How to Save a Life by Sara Zarr
My rating: 4 of 5 stars
Ever since her father died, Jill McSweeney has alienated her friends and withdrawn from life. Jill can see there’s something missing in her life, but she’s not entirely sure how to fill that void.
Mandy Kalinowski has grown up alienated, unwanted and alone. After connecting with a boy at the state fair, she winds up pregnant and wants to ensure her baby has what she never did. She advertises on-line that she wants to give up her baby for adoption…an ad to which Jill’s mother responds. Mandy runs away from her mother and her live-in boyfriend (who has an interest in Mandy as well) to live with Jill and her mother for the final few weeks of her pregnancy.
Told from alternating first-person points of view Sara Zarr’sHow to Save A Life flirts early with teenage angst overkill, but by about a quarter of the way into the novel settles into something more authentic, real and fascinatingly readable.
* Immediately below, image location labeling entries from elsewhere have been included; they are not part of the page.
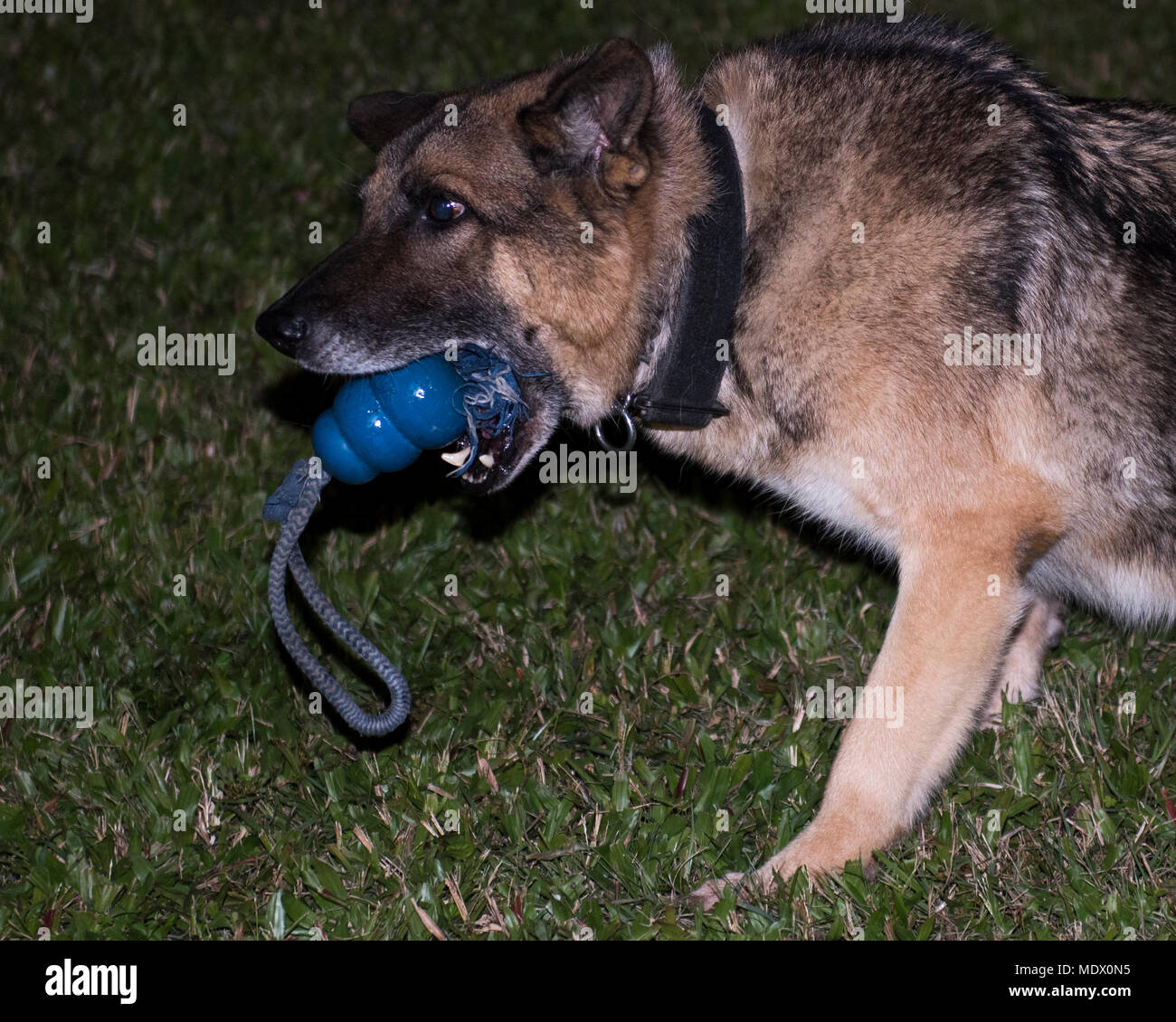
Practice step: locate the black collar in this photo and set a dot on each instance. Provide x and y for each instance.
(683, 390)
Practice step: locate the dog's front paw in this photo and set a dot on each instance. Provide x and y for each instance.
(818, 849)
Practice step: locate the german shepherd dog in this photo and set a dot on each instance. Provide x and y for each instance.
(955, 340)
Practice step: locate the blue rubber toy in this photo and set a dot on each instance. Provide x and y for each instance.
(383, 423)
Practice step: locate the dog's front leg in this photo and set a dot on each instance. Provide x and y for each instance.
(959, 601)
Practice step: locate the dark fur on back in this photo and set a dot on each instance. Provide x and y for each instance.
(889, 122)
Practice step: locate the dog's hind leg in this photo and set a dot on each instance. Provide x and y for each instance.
(1020, 677)
(960, 599)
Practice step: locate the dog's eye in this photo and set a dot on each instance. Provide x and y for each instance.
(445, 208)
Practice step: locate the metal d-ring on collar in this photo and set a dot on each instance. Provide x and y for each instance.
(619, 411)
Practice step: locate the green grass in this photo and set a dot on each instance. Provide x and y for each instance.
(565, 819)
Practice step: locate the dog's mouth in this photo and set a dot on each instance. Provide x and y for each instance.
(490, 462)
(506, 414)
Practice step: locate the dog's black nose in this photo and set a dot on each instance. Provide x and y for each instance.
(282, 329)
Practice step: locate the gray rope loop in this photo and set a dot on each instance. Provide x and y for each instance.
(292, 505)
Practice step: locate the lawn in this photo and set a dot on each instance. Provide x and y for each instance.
(588, 711)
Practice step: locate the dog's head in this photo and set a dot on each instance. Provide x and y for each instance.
(517, 216)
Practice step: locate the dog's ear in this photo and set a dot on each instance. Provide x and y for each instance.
(380, 117)
(594, 114)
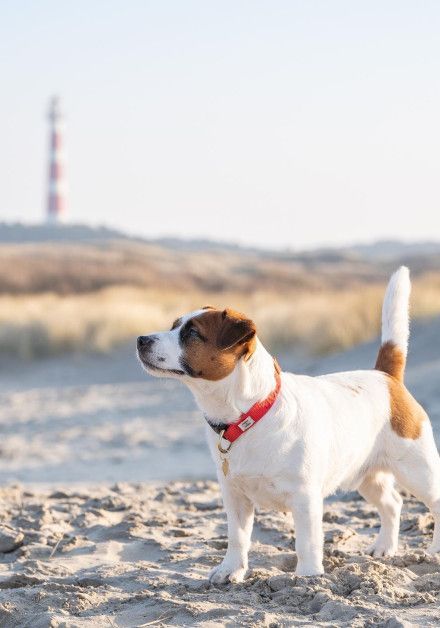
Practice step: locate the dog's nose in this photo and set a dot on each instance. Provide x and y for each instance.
(145, 342)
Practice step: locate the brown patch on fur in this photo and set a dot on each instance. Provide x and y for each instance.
(391, 360)
(407, 415)
(227, 337)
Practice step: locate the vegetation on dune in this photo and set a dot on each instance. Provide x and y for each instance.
(58, 298)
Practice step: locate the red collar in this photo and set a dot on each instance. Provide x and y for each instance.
(232, 431)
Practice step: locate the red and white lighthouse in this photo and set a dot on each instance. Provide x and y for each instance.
(56, 198)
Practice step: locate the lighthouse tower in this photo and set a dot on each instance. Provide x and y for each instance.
(56, 198)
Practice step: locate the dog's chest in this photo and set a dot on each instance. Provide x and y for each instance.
(264, 492)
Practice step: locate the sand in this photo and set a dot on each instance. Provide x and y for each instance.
(95, 529)
(139, 554)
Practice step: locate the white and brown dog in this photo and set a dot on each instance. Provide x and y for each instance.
(355, 430)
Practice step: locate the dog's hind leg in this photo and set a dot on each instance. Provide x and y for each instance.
(419, 472)
(378, 489)
(307, 507)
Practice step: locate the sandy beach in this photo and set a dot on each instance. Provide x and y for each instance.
(110, 515)
(139, 554)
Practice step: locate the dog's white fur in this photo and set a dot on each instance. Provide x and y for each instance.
(322, 433)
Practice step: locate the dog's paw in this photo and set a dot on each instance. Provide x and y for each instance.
(381, 549)
(227, 572)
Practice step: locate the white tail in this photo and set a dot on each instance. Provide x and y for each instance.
(395, 310)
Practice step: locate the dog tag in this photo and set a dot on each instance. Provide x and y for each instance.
(225, 466)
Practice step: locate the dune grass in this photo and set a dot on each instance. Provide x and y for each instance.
(317, 322)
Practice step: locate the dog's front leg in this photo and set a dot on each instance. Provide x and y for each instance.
(307, 507)
(240, 515)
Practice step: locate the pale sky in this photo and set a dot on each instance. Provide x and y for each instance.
(279, 123)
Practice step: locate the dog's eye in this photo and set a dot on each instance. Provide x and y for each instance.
(194, 333)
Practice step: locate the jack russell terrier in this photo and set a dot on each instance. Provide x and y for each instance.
(287, 441)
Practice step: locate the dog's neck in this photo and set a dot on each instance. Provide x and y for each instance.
(225, 400)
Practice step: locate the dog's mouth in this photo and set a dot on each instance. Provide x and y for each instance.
(152, 367)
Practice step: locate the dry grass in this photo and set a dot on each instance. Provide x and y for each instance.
(64, 297)
(319, 322)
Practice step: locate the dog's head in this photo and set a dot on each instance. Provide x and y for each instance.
(206, 344)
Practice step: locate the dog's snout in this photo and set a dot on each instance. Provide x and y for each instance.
(145, 342)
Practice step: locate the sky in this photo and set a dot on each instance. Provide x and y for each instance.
(281, 123)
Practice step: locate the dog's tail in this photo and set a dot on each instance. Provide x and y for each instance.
(395, 325)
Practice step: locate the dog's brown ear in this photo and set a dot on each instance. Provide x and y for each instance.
(236, 329)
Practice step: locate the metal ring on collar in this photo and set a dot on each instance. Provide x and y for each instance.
(221, 449)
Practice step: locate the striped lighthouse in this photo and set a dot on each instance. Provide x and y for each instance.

Mandy and Jill may be exactly what the other needs in order to begin relating to the world, though both are extremely flawed characters. Zarr is able to make both characters sympathetic and unlike-able during the course of the story–many times within a few paragraphs.
And, of course, any book that has characters referencing that they like classic Doctor Who and taking off time from work for a marathon of one of my favorite shows, earns extra points in my book.